Oft, wenn über Rot-Front berichtet wird, geht es um die Vergangenheit des Dorfes, doch auch heute leben noch einige deutschsprachige Familien in dem geschichtsträchtigen Ort. Einen, der beide Seiten des Dorfes kennt, die Vergangenheit und die Gegenwart, habe ich dort besucht.
Das deutsche Museum
Wilhelm Lategahn kam 2009 aus Nordrhein-Westfalen als Lehrer nach Rot-Front und ist von dem deutschen Erbe des Dorfes kaum noch zu trennen, denn sein Museum ist eine der prominentesten Anlaufstellen im Ort. Dort hütet er, inzwischen pensioniert, die Erinnerungen und Erinnerungsstücke der deutschen Familien des Ortes.

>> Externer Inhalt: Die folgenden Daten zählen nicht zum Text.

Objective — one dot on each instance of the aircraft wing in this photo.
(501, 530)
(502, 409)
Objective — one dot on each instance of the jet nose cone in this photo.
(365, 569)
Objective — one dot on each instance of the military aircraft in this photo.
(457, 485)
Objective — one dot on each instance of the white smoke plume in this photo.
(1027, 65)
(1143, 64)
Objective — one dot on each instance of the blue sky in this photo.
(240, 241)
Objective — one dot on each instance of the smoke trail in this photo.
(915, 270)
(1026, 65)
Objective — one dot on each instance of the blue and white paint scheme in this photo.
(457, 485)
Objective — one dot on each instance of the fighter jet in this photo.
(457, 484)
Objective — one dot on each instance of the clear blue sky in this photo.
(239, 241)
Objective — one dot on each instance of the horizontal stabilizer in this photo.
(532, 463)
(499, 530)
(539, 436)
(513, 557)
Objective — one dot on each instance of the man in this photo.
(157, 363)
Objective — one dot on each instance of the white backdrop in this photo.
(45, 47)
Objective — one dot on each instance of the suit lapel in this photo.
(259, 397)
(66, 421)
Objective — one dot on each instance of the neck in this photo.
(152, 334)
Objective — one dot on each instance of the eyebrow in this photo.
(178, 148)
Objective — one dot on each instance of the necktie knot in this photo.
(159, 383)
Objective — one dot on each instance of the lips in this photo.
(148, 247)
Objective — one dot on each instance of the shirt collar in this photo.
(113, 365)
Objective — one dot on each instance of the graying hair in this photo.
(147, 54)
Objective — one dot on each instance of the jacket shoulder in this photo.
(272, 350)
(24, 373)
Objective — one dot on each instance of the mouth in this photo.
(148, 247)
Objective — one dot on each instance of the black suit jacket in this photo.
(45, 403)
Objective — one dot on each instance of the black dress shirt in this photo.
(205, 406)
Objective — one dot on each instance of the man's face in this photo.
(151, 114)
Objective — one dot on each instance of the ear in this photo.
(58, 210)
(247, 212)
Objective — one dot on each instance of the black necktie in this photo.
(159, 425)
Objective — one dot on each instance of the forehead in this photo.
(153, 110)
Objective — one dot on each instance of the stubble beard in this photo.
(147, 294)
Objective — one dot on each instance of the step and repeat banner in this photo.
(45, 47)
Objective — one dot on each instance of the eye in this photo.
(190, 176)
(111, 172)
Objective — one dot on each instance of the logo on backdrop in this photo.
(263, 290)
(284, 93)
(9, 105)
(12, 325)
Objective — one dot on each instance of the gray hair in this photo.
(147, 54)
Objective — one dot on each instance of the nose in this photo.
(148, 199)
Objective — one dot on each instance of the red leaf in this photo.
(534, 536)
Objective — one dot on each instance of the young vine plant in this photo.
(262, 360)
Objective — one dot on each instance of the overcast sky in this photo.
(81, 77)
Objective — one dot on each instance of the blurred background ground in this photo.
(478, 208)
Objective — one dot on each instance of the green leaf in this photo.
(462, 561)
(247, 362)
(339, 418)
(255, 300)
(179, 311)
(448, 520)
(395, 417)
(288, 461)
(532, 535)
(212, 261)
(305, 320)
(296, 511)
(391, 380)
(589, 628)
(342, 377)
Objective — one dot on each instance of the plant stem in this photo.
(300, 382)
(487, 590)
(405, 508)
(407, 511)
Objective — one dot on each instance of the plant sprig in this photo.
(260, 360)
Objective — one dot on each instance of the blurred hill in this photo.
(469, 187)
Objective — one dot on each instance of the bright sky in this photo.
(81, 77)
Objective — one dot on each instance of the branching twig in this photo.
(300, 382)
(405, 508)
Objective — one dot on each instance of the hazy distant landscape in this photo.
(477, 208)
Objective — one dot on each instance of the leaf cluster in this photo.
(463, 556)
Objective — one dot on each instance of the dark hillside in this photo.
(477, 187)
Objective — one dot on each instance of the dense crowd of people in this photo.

An einem hellen, warmen Montagmorgen besuche ich dieses Museum in der Straße unter den Bergen. Im Sonnenschein strahlen die weiß-blauen Fassaden und halbhohen Holzzäune, die für diesen Teil des Dorfes typisch sind, und heben sich dadurch noch mehr von dem Großteil der sonst üblichen Dorfarchitektur ab. Ein Zettel an dem Tor, das auf Wilhelms Privatgrundstück führt, informiert in drei Sprachen über das Museum. Auf Spendenbasis kann man sich dort ansehen und anhören, was die Deutschen nach Kirgistan gebracht hat, wenn Wilhelm gerade zu Hause ist und Zeit hat.
Zunächst bekomme ich – mit Blick auf eine Landkarte, die Europa und Asien abdeckt – einen historischen Überblick über die Migrationsbewegungen vieler Deutscher ab dem 18. Jahrhundert, von Katharina der Großen bis zur Aussiedlung nach dem Ende der Sowjetunion. Mit einer beeindruckenden Wortgewandtheit und wachem, begeistertem Blick erklärt mir Wilhelm die geopolitischen und religiösen Zusammenhänge, die das Leben so vieler Menschen maßgeblich beeinflusst haben und die zahlreiche Familien noch heute prägen.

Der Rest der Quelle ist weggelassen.